24. Generative Adverserial Network#

%load_ext autoreload
%autoreload 2
from IPython.display import Image
%matplotlib inline

24.1. Improving the quality of synthesized images using DCGAN#


24.1.1. Recap on to Vanilla GAN#

  • Basic Structure: In a Vanilla GAN, there are two primary components—a Generator (G) and a Discriminator (D). The Generator attempts to create realistic-looking fake samples from random noise, while the Discriminator tries to distinguish real samples from the fake ones. Both components play a minimax game, constantly improving to “outsmart” each other.

  • Objective: The objective of the GAN is to reach a Nash equilibrium where the Generator can produce indistinguishable fake samples, and the Discriminator can no longer tell real from fake with high accuracy.

24.1.2. Deep Convolutional GANs#

  • Deep Convolutional GANs (DCGANs) introduced convolutional layers to both the Generator and Discriminator, revolutionizing how GANs handle image generation.
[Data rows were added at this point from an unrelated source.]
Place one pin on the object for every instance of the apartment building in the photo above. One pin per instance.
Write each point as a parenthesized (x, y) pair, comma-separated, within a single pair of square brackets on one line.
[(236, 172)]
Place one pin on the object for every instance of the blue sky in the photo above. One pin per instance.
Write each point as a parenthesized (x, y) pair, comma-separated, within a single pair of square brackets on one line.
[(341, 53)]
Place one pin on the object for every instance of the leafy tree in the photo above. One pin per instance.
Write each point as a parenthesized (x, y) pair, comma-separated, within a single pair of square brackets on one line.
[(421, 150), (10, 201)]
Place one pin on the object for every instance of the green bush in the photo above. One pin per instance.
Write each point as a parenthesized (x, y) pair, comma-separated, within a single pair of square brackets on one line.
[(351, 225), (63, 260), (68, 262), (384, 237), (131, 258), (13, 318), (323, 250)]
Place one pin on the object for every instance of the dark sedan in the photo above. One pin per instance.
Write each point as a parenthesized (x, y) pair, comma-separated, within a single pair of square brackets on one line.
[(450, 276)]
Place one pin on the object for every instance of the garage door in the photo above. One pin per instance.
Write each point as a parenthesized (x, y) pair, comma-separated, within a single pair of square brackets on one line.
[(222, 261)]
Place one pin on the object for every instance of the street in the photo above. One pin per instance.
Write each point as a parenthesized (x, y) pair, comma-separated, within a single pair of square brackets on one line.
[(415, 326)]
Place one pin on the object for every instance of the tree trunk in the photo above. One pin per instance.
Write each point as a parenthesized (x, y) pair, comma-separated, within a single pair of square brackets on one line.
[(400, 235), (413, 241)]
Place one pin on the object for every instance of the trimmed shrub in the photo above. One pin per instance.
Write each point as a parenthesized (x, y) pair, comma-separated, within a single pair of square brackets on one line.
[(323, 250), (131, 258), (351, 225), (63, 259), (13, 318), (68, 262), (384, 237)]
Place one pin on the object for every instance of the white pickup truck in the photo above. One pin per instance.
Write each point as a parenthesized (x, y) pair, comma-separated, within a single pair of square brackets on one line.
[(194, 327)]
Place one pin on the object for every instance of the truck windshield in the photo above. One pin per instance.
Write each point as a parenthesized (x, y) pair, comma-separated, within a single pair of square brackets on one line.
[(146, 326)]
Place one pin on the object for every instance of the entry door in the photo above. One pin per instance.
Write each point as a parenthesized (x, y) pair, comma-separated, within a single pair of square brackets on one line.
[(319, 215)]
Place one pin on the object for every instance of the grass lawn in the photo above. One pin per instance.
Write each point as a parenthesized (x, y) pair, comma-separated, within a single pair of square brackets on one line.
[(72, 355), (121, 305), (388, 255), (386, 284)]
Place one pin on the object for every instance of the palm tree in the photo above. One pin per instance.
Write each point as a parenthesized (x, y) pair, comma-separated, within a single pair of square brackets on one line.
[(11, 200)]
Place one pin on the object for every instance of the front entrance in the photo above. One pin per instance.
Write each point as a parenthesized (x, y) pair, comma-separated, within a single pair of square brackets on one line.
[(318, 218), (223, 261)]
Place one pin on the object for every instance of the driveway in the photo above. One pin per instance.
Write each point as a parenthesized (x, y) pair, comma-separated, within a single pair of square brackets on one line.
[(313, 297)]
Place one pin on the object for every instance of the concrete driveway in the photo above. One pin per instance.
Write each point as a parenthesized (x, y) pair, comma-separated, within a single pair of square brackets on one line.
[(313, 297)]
Source: Unsupervised Representation Learning with Deep Convolutional Generative Adversarial Networks

  • How DCGAN Improves over Vanilla GAN:

    • Architecture Adjustments: DCGAN replaces fully connected layers with convolutional and transposed convolutional layers, which help capture spatial hierarchies in images, improving output quality.

    • Batch Normalization: By adding batch normalization, DCGAN helps stabilizing training and accelerates convergence. Batch normalization in both the Generator and Discriminator layers helps address training instabilities.

    • Removing Pooling Layers: Instead of pooling, DCGAN uses strided convolutions, giving the network more flexibility and reducing information loss, thus addressing mode collapse partially by better preserving details across image generations.

Figure from https://arxiv.org/pdf/1511.06434

But how can we go from 1D to a 2D picture?

24.2. What is Transposed Convolution?#

Transposed convolution—also called deconvolution or fractionally strided convolution—is a technique used in deep learning to upsample feature maps by increasing their spatial resolution. This is useful in tasks like image generation, semantic segmentation, and super-resolution, where high-resolution outputs must be reconstructed from lower-resolution inputs.


24.3. Convolution vs. Transposed Convolution#

In a standard convolution, a kernel (filter) slides over the input feature map to produce a smaller output, depending on stride, padding, and kernel size.

In contrast, a transposed convolution performs the inverse: it transforms a smaller input into a larger output, effectively reversing the spatial downsampling done by a regular convolution.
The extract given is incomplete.